Uncategorized

Responsabilité des dirigeants : conditions de l’action ut singuli

Lorsque le dirigeant d’une société cause un préjudice à celle-ci, il engage sa responsabilité civile envers la société. Mais, puisqu’il est peu probable que le dirigeant agisse ès qualité contre lui-même, la loi autorise les associés à agir contre le dirigeant pour le compte de la société : c’est l’action ut singuli (Code de commerce, art. L. 223-22 pour les SARL, art. L. 225-252 pour les SA). Cette action est distincte de celle que les associés peuvent engager contre les dirigeants à raison d’un préjudice personnel, distinct de celui subi du fait de leur qualité d’associé.

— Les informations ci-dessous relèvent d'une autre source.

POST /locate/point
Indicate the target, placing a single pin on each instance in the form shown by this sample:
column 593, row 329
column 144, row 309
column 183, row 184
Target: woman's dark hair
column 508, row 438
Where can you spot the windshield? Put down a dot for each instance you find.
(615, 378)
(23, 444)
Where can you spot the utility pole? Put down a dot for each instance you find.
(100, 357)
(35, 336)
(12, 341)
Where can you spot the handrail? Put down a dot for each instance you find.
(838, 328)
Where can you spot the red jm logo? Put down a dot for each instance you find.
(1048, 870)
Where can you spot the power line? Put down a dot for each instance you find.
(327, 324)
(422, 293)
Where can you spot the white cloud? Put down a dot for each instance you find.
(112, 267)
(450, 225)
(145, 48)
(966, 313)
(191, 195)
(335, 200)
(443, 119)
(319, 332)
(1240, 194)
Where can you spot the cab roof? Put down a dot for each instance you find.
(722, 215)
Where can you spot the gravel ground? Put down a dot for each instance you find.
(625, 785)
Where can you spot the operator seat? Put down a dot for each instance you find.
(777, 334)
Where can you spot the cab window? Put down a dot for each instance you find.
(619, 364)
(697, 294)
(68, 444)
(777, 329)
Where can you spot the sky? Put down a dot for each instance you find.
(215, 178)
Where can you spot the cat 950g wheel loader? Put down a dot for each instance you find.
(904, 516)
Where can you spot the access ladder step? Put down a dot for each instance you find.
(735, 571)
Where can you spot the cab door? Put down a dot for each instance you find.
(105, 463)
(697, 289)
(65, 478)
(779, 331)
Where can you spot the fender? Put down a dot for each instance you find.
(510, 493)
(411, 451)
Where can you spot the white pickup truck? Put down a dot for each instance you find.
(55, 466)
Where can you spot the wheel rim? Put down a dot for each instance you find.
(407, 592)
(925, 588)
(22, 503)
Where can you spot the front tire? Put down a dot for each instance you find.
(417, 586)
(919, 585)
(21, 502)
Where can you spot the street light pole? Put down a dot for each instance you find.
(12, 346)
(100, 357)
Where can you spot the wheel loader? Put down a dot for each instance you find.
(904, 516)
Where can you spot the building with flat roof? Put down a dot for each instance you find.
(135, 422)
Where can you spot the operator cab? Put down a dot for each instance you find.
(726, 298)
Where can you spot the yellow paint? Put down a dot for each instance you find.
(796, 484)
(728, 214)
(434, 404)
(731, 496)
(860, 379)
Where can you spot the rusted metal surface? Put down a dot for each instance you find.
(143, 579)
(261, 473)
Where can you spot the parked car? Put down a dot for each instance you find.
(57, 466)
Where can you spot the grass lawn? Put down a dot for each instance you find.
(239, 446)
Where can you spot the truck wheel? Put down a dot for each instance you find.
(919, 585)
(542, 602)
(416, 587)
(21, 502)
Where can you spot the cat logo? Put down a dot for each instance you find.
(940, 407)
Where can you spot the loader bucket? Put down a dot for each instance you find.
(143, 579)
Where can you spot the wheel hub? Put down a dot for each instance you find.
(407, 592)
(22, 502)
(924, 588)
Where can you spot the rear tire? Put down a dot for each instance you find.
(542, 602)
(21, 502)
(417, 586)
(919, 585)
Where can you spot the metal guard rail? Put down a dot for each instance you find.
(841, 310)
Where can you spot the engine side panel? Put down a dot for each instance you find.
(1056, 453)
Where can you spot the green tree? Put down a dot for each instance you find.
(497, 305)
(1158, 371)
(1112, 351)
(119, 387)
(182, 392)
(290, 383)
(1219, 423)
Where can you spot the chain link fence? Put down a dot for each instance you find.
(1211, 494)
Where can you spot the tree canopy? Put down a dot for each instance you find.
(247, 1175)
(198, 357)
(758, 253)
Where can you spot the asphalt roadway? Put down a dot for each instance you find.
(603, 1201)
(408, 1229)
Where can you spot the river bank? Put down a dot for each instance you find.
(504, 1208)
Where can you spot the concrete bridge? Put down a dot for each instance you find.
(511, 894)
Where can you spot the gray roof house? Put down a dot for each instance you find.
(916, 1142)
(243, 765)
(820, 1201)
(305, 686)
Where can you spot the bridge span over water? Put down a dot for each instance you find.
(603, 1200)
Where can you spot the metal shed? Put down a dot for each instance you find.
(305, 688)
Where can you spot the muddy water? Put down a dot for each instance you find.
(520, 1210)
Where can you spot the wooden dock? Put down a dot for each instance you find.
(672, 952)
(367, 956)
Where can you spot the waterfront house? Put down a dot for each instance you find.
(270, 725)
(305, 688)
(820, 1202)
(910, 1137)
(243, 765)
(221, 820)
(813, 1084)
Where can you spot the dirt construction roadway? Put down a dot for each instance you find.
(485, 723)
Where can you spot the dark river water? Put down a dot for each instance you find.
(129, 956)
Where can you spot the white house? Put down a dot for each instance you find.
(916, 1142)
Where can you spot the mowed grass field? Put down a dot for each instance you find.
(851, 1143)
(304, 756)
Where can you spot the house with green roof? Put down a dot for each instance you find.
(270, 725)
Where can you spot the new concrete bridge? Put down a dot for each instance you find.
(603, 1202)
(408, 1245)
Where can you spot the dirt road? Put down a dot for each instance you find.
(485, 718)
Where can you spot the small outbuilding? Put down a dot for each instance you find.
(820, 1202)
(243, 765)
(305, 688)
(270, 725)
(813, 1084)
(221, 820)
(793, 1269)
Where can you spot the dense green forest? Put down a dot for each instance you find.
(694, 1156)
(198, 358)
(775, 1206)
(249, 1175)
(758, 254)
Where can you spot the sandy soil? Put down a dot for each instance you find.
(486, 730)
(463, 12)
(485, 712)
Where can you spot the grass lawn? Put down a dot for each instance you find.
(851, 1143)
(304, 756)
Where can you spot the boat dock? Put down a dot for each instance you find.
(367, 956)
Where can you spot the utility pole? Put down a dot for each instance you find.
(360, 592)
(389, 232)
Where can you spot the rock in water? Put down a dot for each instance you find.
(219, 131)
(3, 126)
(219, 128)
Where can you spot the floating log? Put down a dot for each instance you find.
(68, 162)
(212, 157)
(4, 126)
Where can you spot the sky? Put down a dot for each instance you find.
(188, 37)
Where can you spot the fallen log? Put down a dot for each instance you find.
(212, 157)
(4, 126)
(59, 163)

La jurisprudence avait, jusqu’à présent, jugé que l’action ut singuli était subsidiaire et ne pouvait être engagée qu’en cas de carence des représentants légaux, soit qu’ils n’aient pas agi du tout (Com. 27 mai 2021 n° 19-17.568), soit qu’ils aient agi de manière manifestement insuffisante pour obtenir réparation du préjudice subi par la société (Crim. 16 décembre 2009 n° 08-88.305).

Ce principe de subsidiarité vient d’être abandonné par la Cour de cassation.

Les associés avaient engagé la responsabilité du gérant d’une SARL sur le fondement de l’action ut singuli. La Cour d’appel, constatant que la responsabilité du gérant avait été engagée par la société elle-même, avait déclaré cette action irrecevable, « l’action ut singuli étant traditionnellement considérée comme une action subsidiaire ».

La Cour de cassation casse l’arrêt de la Cour d’appel :

Vu les articles 31 du code de procédure civile et L. 223-22, alinéa 3, du code de commerce :

8. Selon le premier de ces textes, l’action est ouverte à tous ceux qui ont un intérêt légitime au succès ou au rejet d’une prétention, sous réserve des cas dans lesquels la loi attribue le droit d’agir aux seules personnes qu’elle qualifie pour élever ou combattre une prétention ou pour défendre un intérêt déterminé.

9. Selon le second, les associés peuvent, soit individuellement, soit en se groupant dans les conditions fixées par décret en Conseil d’Etat, intenter l’action sociale en responsabilité contre les gérants.

10. Il en résulte que les associés sont investis d’un droit propre d’agir en réparation du préjudice subi par la société, lequel n’est pas affecté par l’exercice concomitant de son action par la société.

En conséquence, les associés étaient recevables à agir contre les dirigeants pour le compte de la société, quand bien même la société aurait elle-même déjà agi contre les dirigeants.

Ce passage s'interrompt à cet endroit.